Ratelimits RE: Scripting Tech Development

by **Darcania** » Sat Oct 08, 2022 10:14 am

Hello, tech team, looking forward to seeing what you all with the API going forward

I'll note real quick that I haven't personally touched the API for a while; the last time I've had to change any of my nationstates-related projects was back when the Cards API was introduced, so apologies ahead of time for any inaccuracies in my request below.

Personally, what I'd love to see most is improvements to both the ratelimit headers and the ratelimit documentation. While following the ratelimit is currently very possible, it is very limiting both to API admins and to API users.

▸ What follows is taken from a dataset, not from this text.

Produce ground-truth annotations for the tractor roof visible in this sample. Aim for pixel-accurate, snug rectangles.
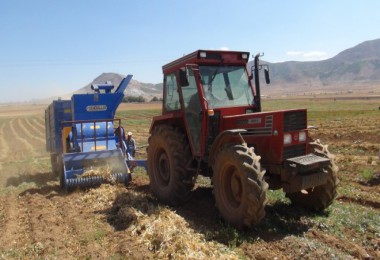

As it is now, both the headers and the documentation provide woefully incomplete information. In order to follow ratelimits, information beyond what the server returns, and even beyond what is documented, is required. This both makes it more difficult for clients to follow ratelimits, and locks the API to its current ratelimits barring a long and greuling deprecation period from the admins. Providing more data points, such as those listed below, would provide more flexibility both to the server and to the client with regards to creating and following ratelimits.

Ratelimit requests seen.
While this is provided by the server via response header, this is not documented at all - no part of the API mentions the use of the X-Ratelimit-Requests-Seen header.
Maximum request limit.
While this is documented, this information is only provided via documentation, meaning any changes to ratelimits would require all clients to change their hardcoded values for this data point. This can be resolved by adding an X-Ratelimit-Limit header, by following the next bullet point, or both.
1. Ratelimit requests remaining.
  As #1 is unknown to the client barring a hardcoded value, there is also no way to determine requests remaining based purely on information provided by the server. This can be resolved with an X-Ratelimit-Remaining header or similar.
Time remaining in the bucket.
This is also documented, but only that: no part of the API itself provides this information, once again leaving it to clients to hardcode both the time per bucket and to record the time of the first request. This can be resolved with an X-Ratelimit-Reset or X-Ratelimit-Reset-After header which list either an absolute or relative time that the bucket resets.
Note that this assumes that the API is intended to follow the flush bucket algorithm that it currently does, rather than a leaky bucket algorithm like the documentation implies; see below for more on that point.
The bucket being used.
This is a big one, and one that has been discussed in the past. Currently, there are 3 ratelimit buckets, all nested inside of each other: the global API ratelimit, the telegram ratelimit, and the recruitment telegram ratelimit. While exceeding the telegram ratelimits doesn't result in a 429 by itself (and thank you whoever implemented that little detail!), it would be much appreciated if scripts could tell from the API which bucket the requests fall under, rather than depending on the user as the sole source of truth for, e.g., whether a telegram is a recruitment TG or not.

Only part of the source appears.